Ah, glorious snow days! Students and teachers alike long for them. But if you experienced a VERY long May last year due to an exorbitant number of snow days, you understand that everything has its limits. Indeed many school systems have also recognized this issue and have derived avenues in which to remedy the situation. From this issue, many editorials have been written- from angry parents demanding less snow days and demands to "quit wussifying" our kids to those simply exploring both sides of the "snow virtual learning day"- the online answer to not being in school. 
This article provides both sides of the virtual learning debate and is a great springboard for students to use as a text based prompt/debate source. The article clearly lays out the argument for and against virtual learning days, providing video and reading for each side. Besides looking at both sides to prepare for a debate or to use as a springboard for a student's own argument on the topic, the title is clever and the writer's bias slips out as he starts the "Arguments against" side of the article and again in his concluding statements. 
Another article exploring  virtual learning day options is likely very challenging for middle school and more appropriate for high school due to its language- but tone is rampant throughout the piece and a great model for the various ways a writer might imply his/her attitude (quotation marks around words, for example) The ending to this piece- use of short punchy sentences- is very effective and a great opportunity to discuss use of sentence length for impact. 
From this simple topic you can find a plethora of articles and editorials surrounding the issue like 
This one- clearly a vote for virtual learning days (although it does present a bit of the "other side" of the issue too.) And even your visual students can be addressed through editorial cartoons such as this one and This Cartoon showing the implications of a snow day and that dreaded make-up day. 

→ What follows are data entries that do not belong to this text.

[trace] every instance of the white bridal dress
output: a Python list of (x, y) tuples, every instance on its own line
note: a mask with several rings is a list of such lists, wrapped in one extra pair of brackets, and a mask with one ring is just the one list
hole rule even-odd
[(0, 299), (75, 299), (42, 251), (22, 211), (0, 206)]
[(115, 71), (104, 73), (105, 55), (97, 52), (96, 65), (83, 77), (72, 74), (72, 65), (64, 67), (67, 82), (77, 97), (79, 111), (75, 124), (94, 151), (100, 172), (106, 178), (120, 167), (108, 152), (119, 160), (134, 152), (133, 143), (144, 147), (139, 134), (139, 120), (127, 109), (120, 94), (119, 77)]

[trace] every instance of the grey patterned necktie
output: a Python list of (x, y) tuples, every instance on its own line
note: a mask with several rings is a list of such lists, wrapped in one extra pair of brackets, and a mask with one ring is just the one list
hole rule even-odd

The important thing to keep in mind is that an entire article/editorial does not always have to be used in class. If you are teaching anecdote- use that portion as a model, etc. It is also important to keep in mind that video and editorial cartoons can supplement a student's understanding and make the overall topic more interesting within the classroom setting. 

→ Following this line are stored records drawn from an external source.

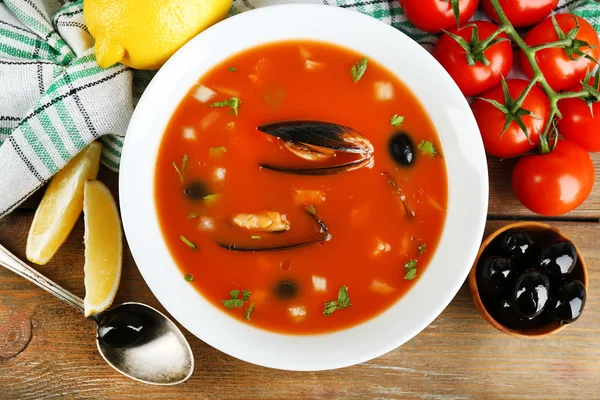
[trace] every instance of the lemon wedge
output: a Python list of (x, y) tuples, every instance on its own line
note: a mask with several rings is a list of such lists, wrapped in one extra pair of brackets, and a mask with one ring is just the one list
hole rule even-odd
[(85, 181), (98, 175), (101, 150), (97, 142), (85, 147), (50, 181), (29, 229), (29, 261), (46, 264), (69, 236), (83, 209)]
[(85, 316), (98, 314), (112, 304), (123, 257), (123, 234), (115, 200), (100, 181), (87, 181), (83, 195), (85, 222)]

Finally, another great place to find argument and counter-argument is in the comments section of a blog or article. If you can find those that are 'fit for school use' you can snapshot them to use for discussion. Is the person's argument sound? Are they really arguing in the true sense of the word (using fact/evidence to support their point of view) or are they just quarreling? Do they set up their argument trying to establish their ethos? Do they provide logos in support?  Here is just one sampling of a discussion in the comments section about video games and if exposure to these games causes youth to become violent: 

Use of Ethos- writer sets up argument with "As a teacher...." 

In the first comment near the end, the writer sets up ethos "As an Avid video game player...." and the bottom comment is a clear example of quarrelsome vs a sound argument.

Be on the lookout for all kinds of argument in our every day lives- whether current event editorials, articles that offer both sides of an issue, videos, editorial cartoons or even the comments section of a blog post or article, you can find many real world examples to use in the classroom.